Policja rozpędziła w Moskwie akcję mniejszości seksualnych
Siły specjalne rosyjskiej policji OMON nie dopuściły do zorganizowania w Moskwie manifestacji w obronie praw osób homoseksualnych, biseksualnych i transseksualnych (LGBT). Dwie aktywistki LGBT zostały zatrzymane.
W akcji na placu Twerskim, przed siedzibą mera Moskwy - według różnych źródeł - uczestniczyło zaledwie od 6 do 9 osób. Manifestację obserwowało kilkudziesięcioro dziennikarzy. Było też kilku prawosławnych aktywistów, uważających gejów za "sodomitów".
Demonstracja zaczęła się od przejazdu ul. Twerską samochodu osobowego w tęczowych barwach ruchu LGBT. Przez otwarte okna auta słychać było piosenkę "Rise Like A Phoenix", którą 25-letnia Conchita Wurst z Austrii wygrała niedawny 59. Konkurs Piosenki Eurowizji w Kopenhadze. Wurst naprawdę jest mężczyzną i nazywa się Thomas Neuwirth, ale mówi o sobie w formie żeńskiej. W stolicy Danii Conchita Wurst wystąpiła w długiej sukni i z brodą.
Podczas sobotniej próby manifestacji w Moskwie aktywistki LGBT Jelena Kostjuczenko i Anna Annienkowa rozwinęły tęczową flagę z napisem "Małżeństwo, dzieci, bezpieczeństwo". W tym momencie interweniowali policjanci, zatrzymując obie kobiety. Kostjuczenko jest dziennikarką niezależnej "Nowej Gaziety".
Przedstawiciele mniejszości seksualnych próbują zorganizować swoją manifestację od 2006 roku, lecz ich prośby są przez władze rosyjskiej stolicy systematycznie odrzucane. Co roku byli też brutalnie rozpędzani przez OMON.
Poprzedni mer Moskwy Jurij Łużkow określał parady homoseksualistów jako "dzieło szatana". Obecny włodarz stolicy Siergiej Sobianin nie pochwala zgromadzeń gejów, ponieważ - jak twierdzi - mogą one obrazić uczucia religijne wielu Rosjan.
W Rosji utrzymują się silne nastroje antygejowskie.

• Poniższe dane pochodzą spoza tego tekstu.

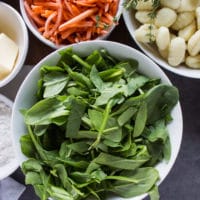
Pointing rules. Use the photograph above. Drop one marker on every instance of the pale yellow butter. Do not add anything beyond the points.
(8, 55)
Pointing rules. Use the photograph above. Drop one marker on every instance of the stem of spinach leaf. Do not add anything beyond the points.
(103, 125)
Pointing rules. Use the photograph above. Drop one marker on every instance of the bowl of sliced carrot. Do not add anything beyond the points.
(61, 22)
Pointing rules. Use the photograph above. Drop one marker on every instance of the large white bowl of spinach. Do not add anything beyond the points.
(96, 120)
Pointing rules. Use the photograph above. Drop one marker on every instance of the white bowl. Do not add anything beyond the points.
(12, 24)
(33, 28)
(152, 52)
(11, 166)
(26, 95)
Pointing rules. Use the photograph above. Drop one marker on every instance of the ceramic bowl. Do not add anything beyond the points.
(13, 164)
(152, 52)
(26, 95)
(33, 28)
(12, 24)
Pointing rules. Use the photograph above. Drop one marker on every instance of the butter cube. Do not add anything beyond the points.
(8, 55)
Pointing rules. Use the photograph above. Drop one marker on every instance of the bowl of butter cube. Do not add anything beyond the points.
(168, 32)
(13, 43)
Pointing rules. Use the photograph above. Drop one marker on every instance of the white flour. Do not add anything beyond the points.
(6, 148)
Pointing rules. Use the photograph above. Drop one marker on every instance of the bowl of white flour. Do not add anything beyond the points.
(8, 159)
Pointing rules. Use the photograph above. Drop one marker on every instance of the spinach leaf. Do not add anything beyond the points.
(74, 119)
(44, 111)
(98, 126)
(144, 179)
(160, 101)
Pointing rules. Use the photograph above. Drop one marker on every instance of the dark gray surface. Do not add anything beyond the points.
(183, 182)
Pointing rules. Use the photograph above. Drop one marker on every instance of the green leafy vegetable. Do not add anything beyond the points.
(98, 127)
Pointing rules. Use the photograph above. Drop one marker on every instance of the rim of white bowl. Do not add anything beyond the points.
(177, 111)
(153, 54)
(10, 167)
(20, 63)
(32, 27)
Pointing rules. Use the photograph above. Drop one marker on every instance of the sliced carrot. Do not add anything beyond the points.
(69, 21)
(78, 18)
(47, 32)
(33, 15)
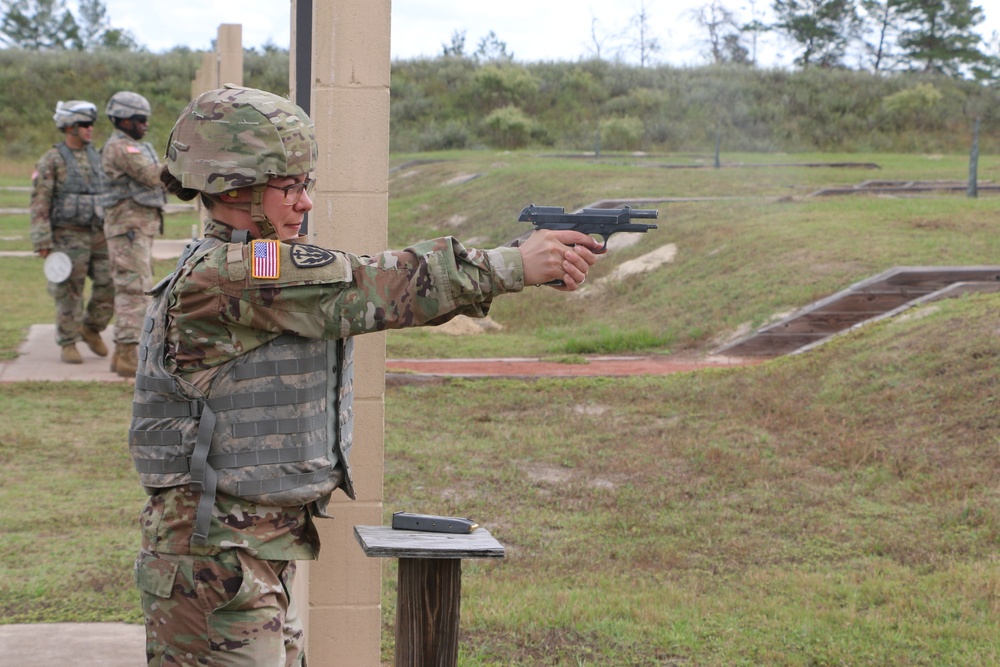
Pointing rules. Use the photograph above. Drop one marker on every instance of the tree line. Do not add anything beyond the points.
(874, 35)
(459, 102)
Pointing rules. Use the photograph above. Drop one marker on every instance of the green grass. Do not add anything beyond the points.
(832, 508)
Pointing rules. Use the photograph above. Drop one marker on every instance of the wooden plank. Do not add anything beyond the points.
(871, 302)
(770, 345)
(819, 322)
(385, 542)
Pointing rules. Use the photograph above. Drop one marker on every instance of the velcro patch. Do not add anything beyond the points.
(310, 256)
(265, 259)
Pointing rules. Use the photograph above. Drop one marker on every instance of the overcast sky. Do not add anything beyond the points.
(532, 30)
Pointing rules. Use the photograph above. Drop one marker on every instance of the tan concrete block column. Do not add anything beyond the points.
(350, 106)
(229, 47)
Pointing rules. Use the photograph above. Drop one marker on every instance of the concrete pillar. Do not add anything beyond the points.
(349, 102)
(229, 47)
(224, 65)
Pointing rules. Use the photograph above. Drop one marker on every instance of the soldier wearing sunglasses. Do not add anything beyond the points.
(133, 214)
(66, 218)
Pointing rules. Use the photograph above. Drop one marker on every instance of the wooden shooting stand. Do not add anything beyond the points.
(429, 590)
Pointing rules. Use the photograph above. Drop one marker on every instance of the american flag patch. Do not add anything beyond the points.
(265, 259)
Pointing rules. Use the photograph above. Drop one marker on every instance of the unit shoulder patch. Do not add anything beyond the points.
(310, 256)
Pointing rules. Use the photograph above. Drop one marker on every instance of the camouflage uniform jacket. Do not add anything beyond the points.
(50, 174)
(219, 312)
(135, 196)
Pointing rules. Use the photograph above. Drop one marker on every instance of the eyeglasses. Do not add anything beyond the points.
(293, 192)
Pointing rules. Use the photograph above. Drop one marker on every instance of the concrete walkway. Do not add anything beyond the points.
(72, 644)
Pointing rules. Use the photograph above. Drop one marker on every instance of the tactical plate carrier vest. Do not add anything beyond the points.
(126, 187)
(77, 202)
(274, 428)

Do 1993 roku homoseksualizm był uznawany w tym kraju za przestępstwo, a do 1999 roku - za chorobę. Z sondażu Centrum Jurija Lewady, niezależnej pracowni badania opinii publicznej, wynika, że tolerancję wobec osób o nietradycyjnej orientacji seksualnej i zrozumienie dla ich problemów deklaruje tylko 23 proc. Rosjan. Radzą oni, aby osoby takie pozostawić w spokoju. Z kolei 27 proc. obywateli FR uważa, że ludziom takim należy zapewnić pomoc psychologiczną.

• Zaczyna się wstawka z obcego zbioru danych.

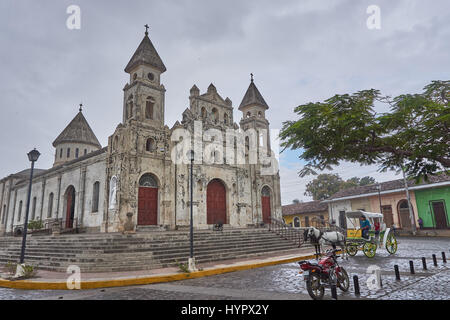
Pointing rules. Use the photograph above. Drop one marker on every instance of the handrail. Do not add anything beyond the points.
(285, 231)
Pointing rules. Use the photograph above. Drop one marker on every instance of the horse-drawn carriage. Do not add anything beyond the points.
(374, 239)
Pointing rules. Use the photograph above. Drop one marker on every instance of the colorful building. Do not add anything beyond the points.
(429, 200)
(302, 214)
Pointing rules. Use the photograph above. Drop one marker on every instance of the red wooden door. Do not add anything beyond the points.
(148, 206)
(216, 204)
(70, 208)
(265, 200)
(439, 215)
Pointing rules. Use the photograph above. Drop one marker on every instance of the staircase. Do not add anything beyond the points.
(142, 251)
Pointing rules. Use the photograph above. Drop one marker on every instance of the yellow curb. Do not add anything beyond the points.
(96, 284)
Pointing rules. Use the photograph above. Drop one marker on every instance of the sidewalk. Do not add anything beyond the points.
(48, 280)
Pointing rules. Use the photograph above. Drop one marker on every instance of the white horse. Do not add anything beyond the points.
(319, 238)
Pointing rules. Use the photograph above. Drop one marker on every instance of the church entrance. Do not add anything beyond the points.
(148, 201)
(265, 202)
(216, 203)
(70, 207)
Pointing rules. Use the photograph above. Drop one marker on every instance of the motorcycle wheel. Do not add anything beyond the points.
(343, 280)
(315, 289)
(352, 249)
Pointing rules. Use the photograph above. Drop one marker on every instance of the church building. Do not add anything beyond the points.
(143, 176)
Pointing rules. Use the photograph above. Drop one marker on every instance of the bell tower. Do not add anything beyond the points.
(144, 94)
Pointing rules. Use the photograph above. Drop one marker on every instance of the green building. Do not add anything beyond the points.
(433, 206)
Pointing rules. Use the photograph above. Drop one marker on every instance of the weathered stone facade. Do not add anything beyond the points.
(139, 172)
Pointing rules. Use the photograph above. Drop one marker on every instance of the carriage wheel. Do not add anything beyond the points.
(391, 244)
(352, 249)
(369, 249)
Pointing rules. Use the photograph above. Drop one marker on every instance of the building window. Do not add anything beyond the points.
(215, 115)
(50, 205)
(95, 196)
(33, 209)
(150, 145)
(307, 221)
(150, 102)
(19, 216)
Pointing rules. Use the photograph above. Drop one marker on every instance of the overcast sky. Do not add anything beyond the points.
(299, 51)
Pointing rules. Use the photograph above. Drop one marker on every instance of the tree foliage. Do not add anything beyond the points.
(414, 134)
(325, 185)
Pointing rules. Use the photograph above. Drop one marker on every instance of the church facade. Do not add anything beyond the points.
(143, 176)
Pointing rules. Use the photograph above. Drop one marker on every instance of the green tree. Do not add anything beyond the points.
(414, 134)
(325, 185)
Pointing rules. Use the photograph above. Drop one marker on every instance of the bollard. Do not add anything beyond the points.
(333, 291)
(356, 285)
(411, 267)
(424, 263)
(397, 273)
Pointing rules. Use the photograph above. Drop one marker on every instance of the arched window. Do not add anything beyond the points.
(148, 180)
(33, 209)
(149, 103)
(95, 196)
(150, 145)
(50, 205)
(130, 107)
(19, 216)
(215, 115)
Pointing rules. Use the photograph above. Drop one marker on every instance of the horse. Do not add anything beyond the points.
(319, 238)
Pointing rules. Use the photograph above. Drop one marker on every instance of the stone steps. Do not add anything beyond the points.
(141, 251)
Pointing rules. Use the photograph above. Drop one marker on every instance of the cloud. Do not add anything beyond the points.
(299, 51)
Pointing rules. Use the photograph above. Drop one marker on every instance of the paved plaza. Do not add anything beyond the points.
(283, 282)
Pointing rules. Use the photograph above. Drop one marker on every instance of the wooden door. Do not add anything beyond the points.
(387, 216)
(216, 205)
(265, 201)
(148, 206)
(70, 207)
(439, 215)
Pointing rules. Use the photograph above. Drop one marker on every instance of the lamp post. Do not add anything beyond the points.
(379, 197)
(33, 156)
(191, 262)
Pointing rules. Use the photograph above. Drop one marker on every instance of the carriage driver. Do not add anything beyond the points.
(365, 226)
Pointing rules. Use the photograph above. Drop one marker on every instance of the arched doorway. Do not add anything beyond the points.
(70, 206)
(148, 201)
(403, 213)
(265, 203)
(216, 202)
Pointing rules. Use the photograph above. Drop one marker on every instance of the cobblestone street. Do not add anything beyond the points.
(283, 282)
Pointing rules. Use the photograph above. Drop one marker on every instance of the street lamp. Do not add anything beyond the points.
(33, 156)
(192, 214)
(379, 197)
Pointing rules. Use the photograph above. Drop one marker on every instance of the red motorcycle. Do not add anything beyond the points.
(319, 276)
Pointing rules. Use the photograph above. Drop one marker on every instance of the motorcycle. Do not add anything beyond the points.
(324, 274)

Druga połowa społeczeństwa rosyjskiego nastawiona jest radykalnie: 16 proc. proponuje izolowanie homoseksualistów, 22 proc. chce ich przymusowego leczenia, a 5 proc. wręcz ich fizycznej likwidacji.
Od lipca 2013 roku w Rosji obowiązuje prawo zakazujące propagowania homoseksualizmu wśród nieletnich. Zdaniem obrońców praw człowieka ustawa ta jest tak restrykcyjna i niejasna, że skutecznie zniechęca do wszelkiego wyrażania publicznie poparcia dla praw mniejszości seksualnych. Rosyjskie prawo zakazuje również organizowania protestów bez pozwolenia władz; uczestnikom takich zgromadzeń grozi kara grzywny lub więzienia.
W październiku 2010 roku Europejski Trybunał Praw Człowieka w Strasburgu ukarał Rosję finansowo za łamanie praw gejów i lesbijek przez zakazywanie ich parad w Moskwie.